2.Tubular elements beyond the proximal tubule express urea transporters and handle urea in a complex, regulated manner.
The gist of the renal handling of urea is the following: it is freely filtered. About half is reabsorbed passively in the proximal tubule. Then an amount equal to that reabsorbed is secreted back into the loop of Henle. Finally, about half is reabsorbed a second time in the medullary collecting duct. The net result is that about half the filtered load is excreted.
Urea does not permeate lipid layer because of its highly polar nature, but a set of uniporters transport urea in various places beyond the proximal tubule and in other sites within the body. Because urea is freely filtered, the filtrate contains urea at a concentration identical to that in plasma. In the proximal tubule when water is reabsorbed, the urea concentation rises well above the plasma urea concentration, driving diffusion through the leaky tight junctions. Roughly, half the filtered load is reabsorbed in the proximal tubule by the by the paracellular route. As the tubular fluid enters the loop of Henle, about half the filtered urea remains, but the urea concentration has increased somewhat above its level in the filtrate because proportionally, more water than urea was reabsorbed. At this point, the process becomes fairly complicated.
The interstitium of the medulla has a considerably higher urea concentration than does plasma. The concentration increases from the outer to the inner medulla. Since the medullary interstitial urea concentration is greater than that in the tubular fluid entering the loop of Henle, there is a concentration gradient favoring secretion into the lumen. The tight junctions in the loop of Henle are no longer permeable, but the epithelial membranes of the thin regions of the Henle's loops express urea uniporters, members of the UT family. This permits secretion of urea into the tubule. In fact, the urea secreted from the medullary interstitium into the thin regions of the loop of Henle replaces the urea previously reabsorbed in the proximal tubule. Thus, when tubular fluid enters the thick ascending limb, the amount of urea in the lumen is at least as large as the filtered load. However, because about 80% of the filtered water has now been reabsorbed, the luminal urea concentration is now several times greater than in the plasma.
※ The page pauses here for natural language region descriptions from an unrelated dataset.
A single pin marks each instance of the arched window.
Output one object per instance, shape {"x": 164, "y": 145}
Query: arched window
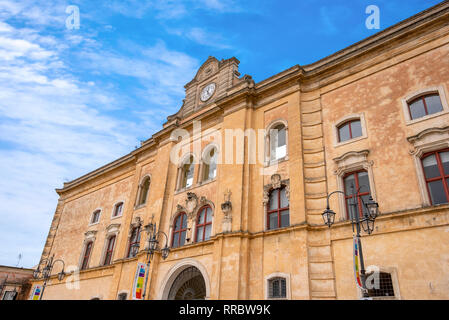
{"x": 122, "y": 296}
{"x": 425, "y": 105}
{"x": 179, "y": 230}
{"x": 144, "y": 189}
{"x": 86, "y": 256}
{"x": 278, "y": 142}
{"x": 358, "y": 183}
{"x": 134, "y": 242}
{"x": 278, "y": 210}
{"x": 95, "y": 217}
{"x": 204, "y": 224}
{"x": 436, "y": 173}
{"x": 109, "y": 251}
{"x": 118, "y": 210}
{"x": 277, "y": 288}
{"x": 350, "y": 130}
{"x": 210, "y": 165}
{"x": 187, "y": 171}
Beginning with the thick ascending limb and continuing all the way to the inner medullary collecting ducts (through the distal tubule and cortical collecting ducts), the apical membrane urea permeability (and the tight junction permeability) is essentially zero. Therefore, an amount of urea roughly equal to the filtered load remains within the tubular lumen and flows from the cortical into the medullary collecting ducts.
During the transit through the cortical collecting ducts variable amounts of water are reabsorbed, significantly concentrating the urea.We indicated eariler that the urea concentration in the medullary interstitium is much greater than in plasma, but the luminal concentration in the medullary collecting ducts is even higher (up to 50 times its plasma value), so in the inner medulla the gradient now favors reabsorption and urea is reabsorbed a second time via another isoform of UT urea uniporter. It is this urea reabsorbed in the inner medulla that leads to the high medullary interstitial concentration, driving urea secretion into the thin regions of the loop of Henle.